I think we all felt a great relief when we implemented the last feature with half an hour to spare. But the relief was short-lived. Soon the presentations started and to the stage came team after team of really talented people. One particular team found a way to misuse Android's accessibility features to create a system wide chat-bot. A different team created a chat-bot that understood natural language and helped sort out arguments between people. Others made games that looked really polished. And then came we, with our short presentation which showed a few messages being exchanged. Plain text on the left, encrypted and signed on the right. Packaged in with a short talk about how we managed to hook in to Messenger and that this can be used not only for encryption but as a platform for all kinds of extensions.

The extension in action — With the extension (left) and without (right)

After the presentations were over none of us believed that we would win anything. But that didn't matter! We created something really cool, traveled together, had an excellent weekend, drank a couple of beers and had fun in general. For us, no matter if we won any prize or not, this was a success. This was what a hackathon should be about!

The anticipation

After a while the room filled with people again, but this time for the prizes to be handed out. One prize was handed out after the other, but our name was never mentioned. Then came the prizes for the top three teams. By this point most of us stopped listening and only waited for the ceremony to be over as we desperately needed sleep. Before the first prize was given out there was a short inspiring speech by the organisers. It explained that they picked first place based on the hacker spirit, problem complexity and general usefulness of the project. Then they called our name. We were in shock. No one expected this to happen. Everybody's faces were white. When it finally hit us that we won, we rushed to the stage to pick up our prize. And so the whole experience was over.

This hackathon was something I will remember, not just because we did something awesome, but because it was really fun.

The organisers did an outstanding job, the food was great, the venue was even better. Thanks to all the sponsors for all the awesome lectures (and all the cool swag). Most of all, thanks to my team which made Copenhagen an experience to remember.

If you are thinking about going to such an event then do it. Don't hesitate. It doesn't matter if you win a prize or not. At the end of the day you will either create something awesome or learn a valuable lesson. Similarly, if you are thinking of organising a hackathon, don't hesitate. You will change somebody's life forever and meet really cool people in the process.

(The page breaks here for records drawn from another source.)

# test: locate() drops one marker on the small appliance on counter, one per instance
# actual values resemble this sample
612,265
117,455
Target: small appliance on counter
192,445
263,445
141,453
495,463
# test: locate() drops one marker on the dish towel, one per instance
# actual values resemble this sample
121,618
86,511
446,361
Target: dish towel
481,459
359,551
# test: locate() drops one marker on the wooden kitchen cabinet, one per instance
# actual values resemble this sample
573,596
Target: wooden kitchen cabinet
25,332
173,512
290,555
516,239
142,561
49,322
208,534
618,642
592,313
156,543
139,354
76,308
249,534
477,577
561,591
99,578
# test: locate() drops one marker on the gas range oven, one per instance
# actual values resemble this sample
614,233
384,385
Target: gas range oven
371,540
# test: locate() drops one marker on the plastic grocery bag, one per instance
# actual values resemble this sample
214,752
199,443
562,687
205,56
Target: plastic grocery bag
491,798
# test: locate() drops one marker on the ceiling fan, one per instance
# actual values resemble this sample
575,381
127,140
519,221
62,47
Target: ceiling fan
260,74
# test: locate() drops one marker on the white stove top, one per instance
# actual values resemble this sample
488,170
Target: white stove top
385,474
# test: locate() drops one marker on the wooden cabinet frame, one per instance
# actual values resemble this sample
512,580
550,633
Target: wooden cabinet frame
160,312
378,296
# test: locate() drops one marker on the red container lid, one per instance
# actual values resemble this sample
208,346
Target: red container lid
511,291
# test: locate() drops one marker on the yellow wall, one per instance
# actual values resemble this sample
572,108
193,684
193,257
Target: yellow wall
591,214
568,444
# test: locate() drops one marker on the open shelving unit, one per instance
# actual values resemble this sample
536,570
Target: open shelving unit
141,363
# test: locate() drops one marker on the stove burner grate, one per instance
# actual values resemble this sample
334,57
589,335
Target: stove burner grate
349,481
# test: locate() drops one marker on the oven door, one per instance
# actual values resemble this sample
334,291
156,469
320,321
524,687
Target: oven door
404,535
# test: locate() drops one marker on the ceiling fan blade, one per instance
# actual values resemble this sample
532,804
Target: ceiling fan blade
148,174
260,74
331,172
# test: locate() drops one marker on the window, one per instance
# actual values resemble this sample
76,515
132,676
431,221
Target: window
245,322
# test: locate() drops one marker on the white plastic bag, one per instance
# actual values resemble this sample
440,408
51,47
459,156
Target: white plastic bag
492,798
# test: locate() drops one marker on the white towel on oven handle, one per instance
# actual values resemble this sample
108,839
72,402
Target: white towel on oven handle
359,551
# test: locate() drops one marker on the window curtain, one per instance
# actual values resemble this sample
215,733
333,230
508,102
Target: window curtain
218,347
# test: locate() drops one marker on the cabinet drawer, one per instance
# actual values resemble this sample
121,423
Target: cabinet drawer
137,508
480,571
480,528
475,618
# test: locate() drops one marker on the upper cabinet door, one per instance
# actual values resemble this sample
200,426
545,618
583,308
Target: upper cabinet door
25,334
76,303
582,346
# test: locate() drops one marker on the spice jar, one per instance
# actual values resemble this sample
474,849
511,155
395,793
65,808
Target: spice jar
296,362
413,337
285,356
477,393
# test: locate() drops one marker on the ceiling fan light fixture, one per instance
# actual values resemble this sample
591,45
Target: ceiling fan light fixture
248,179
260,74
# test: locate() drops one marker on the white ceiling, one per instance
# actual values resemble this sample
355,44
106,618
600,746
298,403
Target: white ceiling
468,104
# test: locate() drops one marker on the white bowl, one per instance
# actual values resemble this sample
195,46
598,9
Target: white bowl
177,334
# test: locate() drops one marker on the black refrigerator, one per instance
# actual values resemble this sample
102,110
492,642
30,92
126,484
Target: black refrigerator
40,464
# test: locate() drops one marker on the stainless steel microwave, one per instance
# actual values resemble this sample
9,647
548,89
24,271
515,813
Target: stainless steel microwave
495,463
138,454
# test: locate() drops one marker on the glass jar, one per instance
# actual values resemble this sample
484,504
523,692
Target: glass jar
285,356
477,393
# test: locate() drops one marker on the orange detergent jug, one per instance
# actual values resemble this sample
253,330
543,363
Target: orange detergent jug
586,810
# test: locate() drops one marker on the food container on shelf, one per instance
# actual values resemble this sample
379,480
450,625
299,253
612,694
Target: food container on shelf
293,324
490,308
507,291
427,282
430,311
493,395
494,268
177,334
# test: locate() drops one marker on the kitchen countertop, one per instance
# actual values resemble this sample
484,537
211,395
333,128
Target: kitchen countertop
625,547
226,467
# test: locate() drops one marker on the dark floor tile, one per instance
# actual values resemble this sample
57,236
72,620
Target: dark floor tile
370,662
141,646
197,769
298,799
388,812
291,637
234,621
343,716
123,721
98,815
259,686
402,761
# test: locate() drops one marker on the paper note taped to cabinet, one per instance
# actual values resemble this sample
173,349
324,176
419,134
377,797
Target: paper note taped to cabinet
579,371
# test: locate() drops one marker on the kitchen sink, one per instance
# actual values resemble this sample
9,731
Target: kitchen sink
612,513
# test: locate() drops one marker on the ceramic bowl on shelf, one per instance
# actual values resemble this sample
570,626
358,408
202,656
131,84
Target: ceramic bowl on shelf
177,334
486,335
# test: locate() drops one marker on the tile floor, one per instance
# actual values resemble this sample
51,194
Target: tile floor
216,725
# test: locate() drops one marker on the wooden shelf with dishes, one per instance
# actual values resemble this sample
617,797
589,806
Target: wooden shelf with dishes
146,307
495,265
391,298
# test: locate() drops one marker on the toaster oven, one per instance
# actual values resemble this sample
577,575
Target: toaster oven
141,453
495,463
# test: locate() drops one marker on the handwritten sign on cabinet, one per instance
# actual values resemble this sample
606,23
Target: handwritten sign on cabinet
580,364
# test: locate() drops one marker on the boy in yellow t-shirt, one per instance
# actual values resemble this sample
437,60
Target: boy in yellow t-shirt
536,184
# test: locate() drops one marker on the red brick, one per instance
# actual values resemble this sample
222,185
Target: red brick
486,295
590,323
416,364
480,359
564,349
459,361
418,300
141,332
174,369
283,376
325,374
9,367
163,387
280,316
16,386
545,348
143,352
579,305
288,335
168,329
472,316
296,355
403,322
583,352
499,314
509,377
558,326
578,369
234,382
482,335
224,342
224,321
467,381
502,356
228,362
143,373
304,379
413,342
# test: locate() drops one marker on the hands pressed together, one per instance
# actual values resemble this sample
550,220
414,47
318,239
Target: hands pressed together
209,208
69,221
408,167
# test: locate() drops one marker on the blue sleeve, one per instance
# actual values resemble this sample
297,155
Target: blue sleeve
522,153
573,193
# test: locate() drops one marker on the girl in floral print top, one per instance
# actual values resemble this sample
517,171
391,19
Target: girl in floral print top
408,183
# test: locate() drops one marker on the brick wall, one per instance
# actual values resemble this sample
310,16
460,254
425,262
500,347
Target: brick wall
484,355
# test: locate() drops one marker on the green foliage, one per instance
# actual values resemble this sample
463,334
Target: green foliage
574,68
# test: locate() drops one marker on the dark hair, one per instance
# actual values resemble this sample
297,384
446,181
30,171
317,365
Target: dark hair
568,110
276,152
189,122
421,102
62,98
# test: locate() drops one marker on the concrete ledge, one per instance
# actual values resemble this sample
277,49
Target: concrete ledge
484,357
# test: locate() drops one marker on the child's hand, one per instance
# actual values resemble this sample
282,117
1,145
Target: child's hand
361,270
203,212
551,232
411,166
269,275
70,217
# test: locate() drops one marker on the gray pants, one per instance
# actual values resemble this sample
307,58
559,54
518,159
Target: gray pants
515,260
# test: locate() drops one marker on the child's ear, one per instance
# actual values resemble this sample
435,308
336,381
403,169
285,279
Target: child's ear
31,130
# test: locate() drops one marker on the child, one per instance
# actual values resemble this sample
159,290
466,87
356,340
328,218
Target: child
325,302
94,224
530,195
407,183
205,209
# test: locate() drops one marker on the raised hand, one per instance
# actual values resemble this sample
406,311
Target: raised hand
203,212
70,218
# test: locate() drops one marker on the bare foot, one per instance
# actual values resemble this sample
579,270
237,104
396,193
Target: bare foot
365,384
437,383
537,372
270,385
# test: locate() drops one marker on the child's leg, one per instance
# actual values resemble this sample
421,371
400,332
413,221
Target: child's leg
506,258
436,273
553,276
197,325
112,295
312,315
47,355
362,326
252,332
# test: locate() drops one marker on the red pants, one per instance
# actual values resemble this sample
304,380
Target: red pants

Conclusion — Privacy is hard

If you want to help us make MessengerPG a thing or to build your own extension on top of Messenger, take a look at our Github page. Fork us. Look at the code. Change something. And feel free to open up a pull request. We will gladly take all the help we can get.

Finally, a word of caution. There is currently no way to guarantee that the code you audit will be the code you run next time you open Messenger. This allows malicious servers to serve targeted users with different versions of the code. So, while 99% of users may get clean, non-malicious code, the interesting 1% can get served with code endangering their privacy. This is also a problem with closed-source messaging services which offer end-to-end encryption which cannot be properly audited. Even if the messages being exchanged are encrypted end-to-end, what's stopping the proprietary code from collecting the messages you exchange and exposing them over a different channel?

Privacy is hard. It is not something we should take for granted, but something we should actively try to achieve and protect.